BRAZIL:  How does one solve the problems in home management that arise unexpectedly? With creativity, was the answer of the people of Vertice Proffessional Training Centre of Brazil, in their presentation: “The Art of Improvising in the Work of the Home.”  An unforeseen event/demand can turn into something positive, if one exerts every effort to preserve the family and artistic essence.  One of the attendees of the Congress summarized their proposed methodology this way: “From now onwards, I ought to think with my mind, decide with my heart on what is best for the others, and act with my hands.

UNITED STATES:  Lexington College students received 1st place for their paper, “Art and Ethics: Happiness through Hospitality”.  Guided by Academic Dean, Dr. Marta Elvira, the following students: Miroslava Esparza, Maura Martinez, Adriana Meraz, Sarah Kilarski, Christine Smyczek, and Jenny Yerkes met the conference’s Scientific Committee and present their findings. 

Lexington College is a not-for-profit, private, accredited women’s college in Chicago’s West Loop offering a Bachelor’s degree program specializing in Hospitality Management with four specializations: culinary arts, event planning, hotel/restaurant management and health care & wellness.

 

AUSTRALIA:  Students of Kenvale College of Tourism and Hospitality Management are encouraged to participate in national and international congresses organised for people in service industries. One international conference held annually is the Incontro Romano held in Rome.
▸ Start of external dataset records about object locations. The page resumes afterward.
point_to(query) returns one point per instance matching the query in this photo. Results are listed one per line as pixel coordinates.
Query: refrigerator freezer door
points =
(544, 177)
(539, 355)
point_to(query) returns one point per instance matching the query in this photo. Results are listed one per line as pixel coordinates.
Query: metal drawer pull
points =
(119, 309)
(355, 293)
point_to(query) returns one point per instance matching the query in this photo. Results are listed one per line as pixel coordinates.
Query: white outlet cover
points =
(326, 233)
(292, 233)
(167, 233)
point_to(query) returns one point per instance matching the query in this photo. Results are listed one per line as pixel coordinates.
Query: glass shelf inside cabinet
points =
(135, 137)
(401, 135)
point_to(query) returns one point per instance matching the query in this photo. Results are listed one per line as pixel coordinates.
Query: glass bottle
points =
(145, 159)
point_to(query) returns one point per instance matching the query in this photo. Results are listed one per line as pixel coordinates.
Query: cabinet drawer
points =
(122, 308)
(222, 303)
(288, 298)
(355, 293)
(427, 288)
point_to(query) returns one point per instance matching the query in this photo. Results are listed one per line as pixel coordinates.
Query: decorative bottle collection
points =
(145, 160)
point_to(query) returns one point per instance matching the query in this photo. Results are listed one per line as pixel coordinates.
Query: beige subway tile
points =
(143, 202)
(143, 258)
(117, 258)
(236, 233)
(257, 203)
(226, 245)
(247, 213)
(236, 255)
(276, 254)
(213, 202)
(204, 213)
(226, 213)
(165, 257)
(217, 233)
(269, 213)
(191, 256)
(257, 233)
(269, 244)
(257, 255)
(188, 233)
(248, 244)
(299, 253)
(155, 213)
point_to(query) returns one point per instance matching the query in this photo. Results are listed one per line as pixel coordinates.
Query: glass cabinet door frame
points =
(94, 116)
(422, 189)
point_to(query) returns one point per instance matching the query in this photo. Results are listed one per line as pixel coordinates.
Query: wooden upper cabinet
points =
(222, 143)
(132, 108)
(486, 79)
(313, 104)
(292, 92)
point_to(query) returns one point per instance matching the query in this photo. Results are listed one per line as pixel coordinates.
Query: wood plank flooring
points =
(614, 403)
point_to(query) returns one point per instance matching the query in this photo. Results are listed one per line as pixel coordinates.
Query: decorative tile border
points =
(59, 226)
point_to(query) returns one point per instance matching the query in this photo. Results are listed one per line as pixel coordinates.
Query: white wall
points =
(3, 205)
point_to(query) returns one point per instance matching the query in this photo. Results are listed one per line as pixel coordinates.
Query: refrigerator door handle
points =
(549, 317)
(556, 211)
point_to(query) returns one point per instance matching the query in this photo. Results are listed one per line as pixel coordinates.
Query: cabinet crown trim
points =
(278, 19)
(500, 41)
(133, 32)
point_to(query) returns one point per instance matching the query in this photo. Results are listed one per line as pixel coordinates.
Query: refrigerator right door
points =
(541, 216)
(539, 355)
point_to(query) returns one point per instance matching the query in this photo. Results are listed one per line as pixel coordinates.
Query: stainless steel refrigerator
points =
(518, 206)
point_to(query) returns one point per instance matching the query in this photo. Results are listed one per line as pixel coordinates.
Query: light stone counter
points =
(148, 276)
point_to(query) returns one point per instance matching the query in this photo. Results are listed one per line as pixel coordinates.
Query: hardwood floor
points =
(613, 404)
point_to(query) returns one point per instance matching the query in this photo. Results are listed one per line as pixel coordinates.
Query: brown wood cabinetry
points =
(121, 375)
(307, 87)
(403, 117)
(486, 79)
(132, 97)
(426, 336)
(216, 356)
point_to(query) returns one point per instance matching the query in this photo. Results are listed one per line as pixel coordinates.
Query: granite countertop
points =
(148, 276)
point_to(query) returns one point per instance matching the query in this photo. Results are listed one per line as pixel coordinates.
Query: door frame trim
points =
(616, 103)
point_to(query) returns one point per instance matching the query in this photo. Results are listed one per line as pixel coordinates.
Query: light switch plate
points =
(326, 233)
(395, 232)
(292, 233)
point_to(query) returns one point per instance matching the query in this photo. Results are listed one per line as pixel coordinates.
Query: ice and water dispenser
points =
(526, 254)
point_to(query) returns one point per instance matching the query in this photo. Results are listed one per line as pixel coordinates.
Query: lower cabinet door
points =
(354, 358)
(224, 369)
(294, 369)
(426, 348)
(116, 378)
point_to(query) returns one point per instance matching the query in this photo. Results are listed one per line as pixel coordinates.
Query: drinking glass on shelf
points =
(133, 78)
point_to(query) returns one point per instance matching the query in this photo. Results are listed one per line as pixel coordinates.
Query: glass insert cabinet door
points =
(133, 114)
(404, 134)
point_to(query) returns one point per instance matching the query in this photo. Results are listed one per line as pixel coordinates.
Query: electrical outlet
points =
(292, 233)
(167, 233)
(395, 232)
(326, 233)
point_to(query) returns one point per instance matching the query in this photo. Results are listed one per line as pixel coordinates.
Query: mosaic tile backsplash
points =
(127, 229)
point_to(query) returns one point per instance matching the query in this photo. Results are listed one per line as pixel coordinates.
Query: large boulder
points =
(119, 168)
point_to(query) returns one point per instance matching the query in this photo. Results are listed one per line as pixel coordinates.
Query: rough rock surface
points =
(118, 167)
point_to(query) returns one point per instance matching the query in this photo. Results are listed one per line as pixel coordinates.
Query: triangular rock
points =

Locally, students have attended those organised by Tourism Training Australia, Wine Australia, and Tourism, Hospitality, and Catering Institute of Australia.

Valladolid, SPAIN:  The participants from Valladolid summarized in a Video the volunteer work they have been carrying out with the old folks and kids for the last 3 consecutive years in Bydgoszcz (Poland), Oporto (Portugal) and their own City.  They said that the theme of The Art of Home has thrown a good deal of light on their projects: “volunteer work is also an art because it requires dedication and refinement in the task of helping others, which is the most profound and beautiful dimension of the human being.  It is the very same art that is required and learnt in the family.”

CANADA:  Participants of Lyncroft (Ontario, Canada) have put out a survey directed towards families with kids.  But the survey is interested in answers from people of all walks of life, living in all the diverse circumstances you can think of. 

 

Buenos Aires, ARGENTINA:  The participants from Argentina have decided to give a regional focus to Incontro Romano, through the so-called "South American Encounters for the Service Industry".  For 2007, there was a very interesting roundtable discussion on Creativity of On-the-Spot Service.  This Meeting has led many attendees to re-discover the dimension of service which can be found in any and every profession.  One of the students spoke with pride about her work in the home of a family.  "Now I know what service means", said another student.  Paper topics ranged from: "Preparation and Variety of Diets for the Sick" to "Fostering the Use of Uniforms for Household Help" to "The Important of the Family Meal".  The paper "Good Taste: A Sense of Harmony and Measure in One's Behavior" proposed the idea that "through what is external, we reflect what we are and what we want to offer".  The conclusions revolved around the need for high-level professional qualifications, with a serious program of studies, which would involve not only technical training but also the anthropological foundations of the person and society.

Barcelona, SPAIN:   Through the analysis of a film that revolves around the tasks of the home, the Asociación Valdor of Barcelona concluded that in order to "make a home, efficiency is not enough; one also has to do it with affection and desires of service."  Otherwise, work gets turned into perfectionism, and not into virtue.  These were the reflections of the study: "The Home In Culinary Arts".